Carlos Eduardo Mora Gonzalez stood accused of participating in the "logistics" of the attack and of driving the vehicle used to deliver the gun to the 15-year-old suspected shooter, who is already in custody.
Uribe, a 39-year-old conservative senator, was shot twice in the head and once in the leg while giving a speech in a park on June 7 in western Bogota.
He remains in critical condition but doctors said Wednesday he was showing signs of improvement.
The attack stunned Colombia and raised fears of a return to the country's bloody past of political, cartel and paramilitary violence.
The alleged shooter, who was captured near the scene by Uribe's bodyguards after himself being shot and injured in the leg, said he acted "for money, for my family."

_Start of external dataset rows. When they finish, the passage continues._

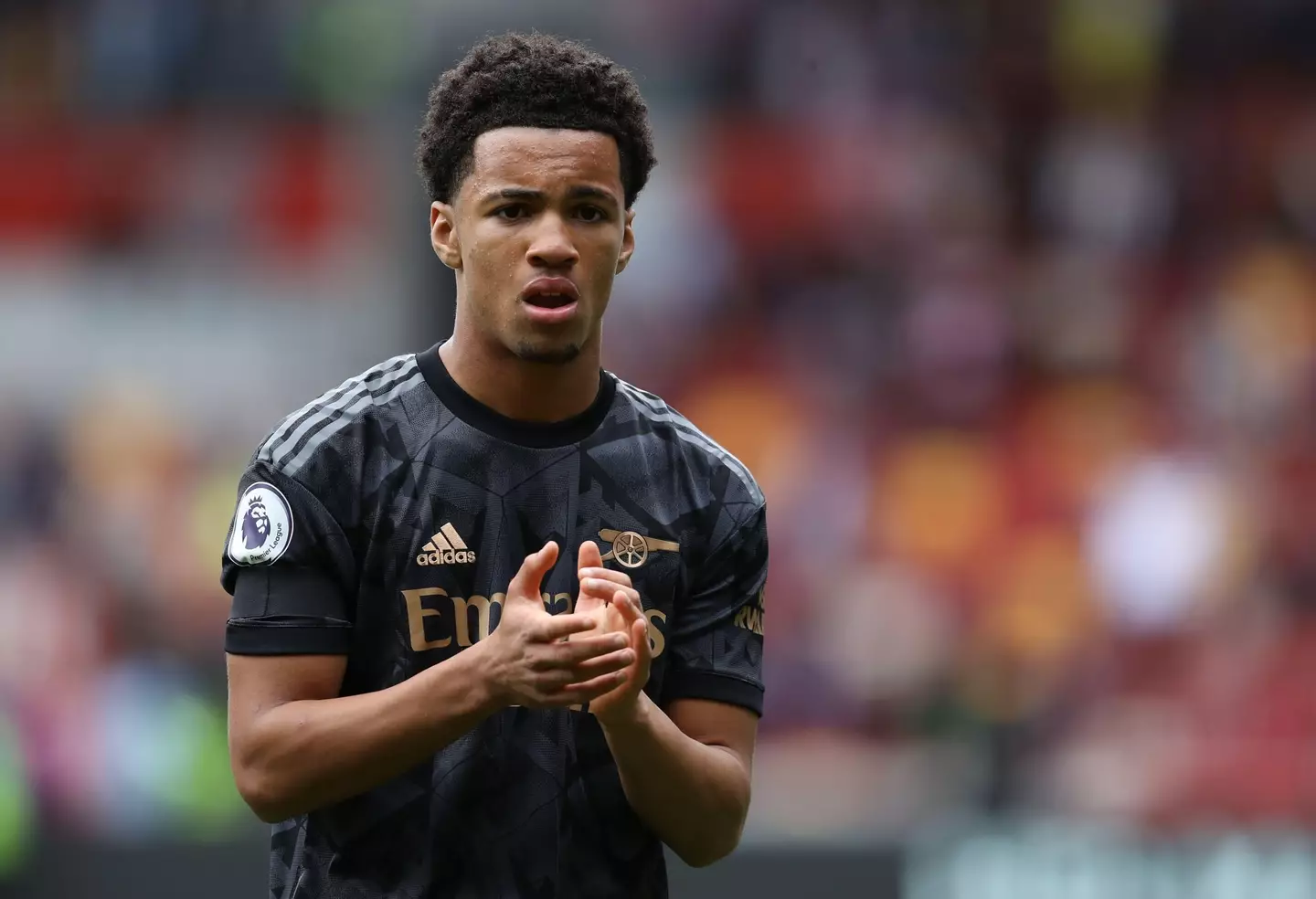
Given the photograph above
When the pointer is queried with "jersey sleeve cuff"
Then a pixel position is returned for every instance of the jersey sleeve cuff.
(287, 638)
(717, 687)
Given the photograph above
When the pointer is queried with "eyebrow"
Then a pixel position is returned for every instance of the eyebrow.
(525, 194)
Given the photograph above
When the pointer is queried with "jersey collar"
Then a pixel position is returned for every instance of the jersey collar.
(540, 435)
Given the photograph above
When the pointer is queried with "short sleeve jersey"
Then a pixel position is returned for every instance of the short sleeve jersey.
(385, 522)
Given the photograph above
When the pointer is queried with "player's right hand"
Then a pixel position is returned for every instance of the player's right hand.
(531, 661)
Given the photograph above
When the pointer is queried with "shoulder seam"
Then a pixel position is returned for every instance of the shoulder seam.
(658, 409)
(296, 439)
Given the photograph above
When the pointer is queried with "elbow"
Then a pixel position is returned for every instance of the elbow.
(716, 842)
(260, 795)
(263, 793)
(708, 851)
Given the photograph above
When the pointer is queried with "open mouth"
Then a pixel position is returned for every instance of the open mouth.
(549, 301)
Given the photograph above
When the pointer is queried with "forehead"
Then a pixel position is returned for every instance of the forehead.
(544, 158)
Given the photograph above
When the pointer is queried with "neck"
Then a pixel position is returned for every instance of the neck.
(526, 391)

At his arraignment this week, however, he pleaded not guilty to the attack.
Mora Gonzalez is accused of carrying out a "reconnaissance" mission in the working-class Fontibon neighborhood two days before the attack.
Besides attempted murder, he has been charged with "using minors in the commission of crimes" and of weapons possession.
He was remanded in custody.
Prosecutors say that on the day of the attack he was in the car which delivered the 9mm Glock used in the attack to the gunman.
A source close to the case told AFP he was the driver of the vehicle.
The teen, whose identity has been withheld because of his age, got into the car and changed his clothes, according to investigators.
- Family with tragic history -
Uribe is a member of the Democratic Center party of former right-wing president Alvaro Uribe. The two men are not related.
Miguel Uribe is the son of Diana Turbay, a famed journalist who was killed after being kidnapped by Pablo Escobar's Medellin Cartel, and grandson of Julio Cesar Turbay, who led Colombia from 1978 to 1982.
The authorities believe the 15-year-old shooter was a hired gun, but it is not yet known who ordered the hit.
If convicted he faces up to eight years in prison, in keeping with sentencing rules for minors.
Uribe's lawyers claim that his repeated requests for increased security were ignored.
Colombia is experiencing its biggest security crisis in a decade.
On Tuesday, the country was rocked by a string of 24 coordinated bomb and gun attacks that killed at least seven people across the southwest, where government forces are fighting FARC dissidents.
Uribe has been a strong critic of Colombia's first left-wing president, Gustavo Petro, who sought in vain to make peace with the country's various remaining armed groups.
In recent months, Petro, a former left-wing guerrilla, has been accused of dialling up the political temperature by labelling his right-wing opponents "Nazis."
Petro has speculated the shooting was ordered by an international "mafia" or by dissident members of the defunct FARC guerrilla group who refused a 2016 peace deal.